We’ve been having a good time at I’m New Here lately, what with the kitschy links and all. Now, I’d like to share that Spring 2012 Forehead Smacking Idea I talked about a couple of weeks ago. Hold onto your hats ’cause this mess is about to get real (gosh, I’m so hip I scare myself sometimes).
I have a problem. I work hard and I want you to know about it and tell me I deserve things. Hi, I’m Meredith and I’m a “me time” martyr.
Before marriage and kids, I didn’t know the meaning of “me time”; my whole day was mine. Now that two babies are on the scene, I sometimes feel it calling by the middle of breakfast.
I feel like I deserve it. I’ve earned it, right? I do the cooking/cleaning/baby birthing/lullaby singing/grocery shopping/bill paying/calendar organizing/come-hither-stare-giving (to the hubs)–you know The List. I neeeeed this time/that treat/my _________. I heard somewhere that I couldn’t be a good wife, mother or person without taking time for myself, so I tried to make it happen every day. But, I noticed something…
My precious “me time” wasn’t helping me at. all. I tried everything! I went to the coffee shops with my books. I caught up on all of the episodes of Parks & Rec. I bought shiny things. I ate the individually wrapped pieces of melt-in-your-mouth self-affirmation. In a last ditch attempt, I even made labels and charts to try to “center” myself. I did it all, but I ended up feeling even more frazzled and less on top of things. The time always felt too short. One of those kid-people would wake up from a nap or want to eat. That husband-guy would want to show me something he was working on or talk about his day…so selfish. For the love, guys! This is “me time”!
Ok, there was a healthy dose of sarcasm in that last paragraph, but seriously, I was at a loss. Taking time for myself was supposed to make for a better Me, but it was doing the opposite. How could this be?

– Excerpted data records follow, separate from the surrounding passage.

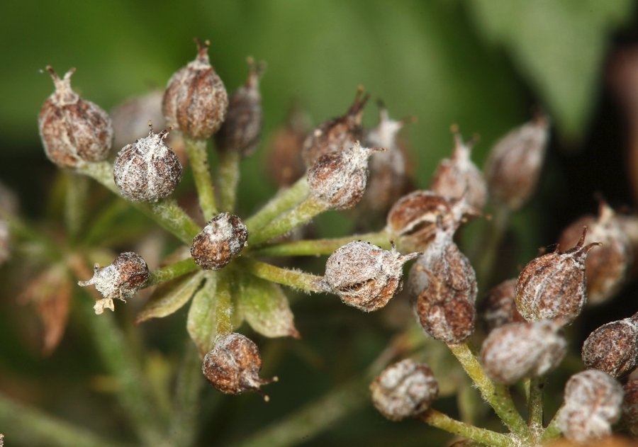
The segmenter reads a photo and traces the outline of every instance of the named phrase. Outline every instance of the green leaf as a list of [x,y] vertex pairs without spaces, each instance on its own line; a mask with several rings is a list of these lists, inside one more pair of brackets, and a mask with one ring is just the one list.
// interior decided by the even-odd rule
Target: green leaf
[[177,312],[193,296],[203,279],[203,272],[199,272],[162,284],[144,305],[135,322],[162,318]]
[[537,89],[561,132],[580,137],[595,100],[614,28],[630,0],[475,0],[466,4],[480,32],[502,45]]
[[237,309],[253,329],[268,337],[300,336],[288,298],[278,284],[245,275],[237,289]]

Just when I thought I would never be able to relax, I heard a talk about rest and realized I was approaching it all wrong. Time for myself is a good thing. So is work. Marriage, motherhood, chores, life are work. Good work. Instead of seeing them as the amazing things that they are (okay, chores aren’t amazing, but not exactly soul killers either), I was starting to treat them like things to check off The List. Husband kissed, dinner cooked, kids snuggled, floors cleaned, bills paid, blah, blah, blah. I was losing sight of joy and of myself in a rush toward “me time”.
We were made to work. We were made to rest. We were made to have fun. It can all start to feel pretty monotonous and empty, though, if I don’t know who I am or why I’m doing it. Sometimes fun is just more work. That’s the difference between relaxation and rest.
Don’t get me wrong! Mamma looooves some good “me time”. If I could find a way to combine a coffee shop, the beach, a massage chair, a dance floor, a theater and chocolate, I’d have a new favorite hangout…and I’d probably be a gazillionaire. But if that’s the only thing I’m running to, after a while, I’ll always find that little nagging inside; a frustration; something that leaves me feeling more resentful than refreshed.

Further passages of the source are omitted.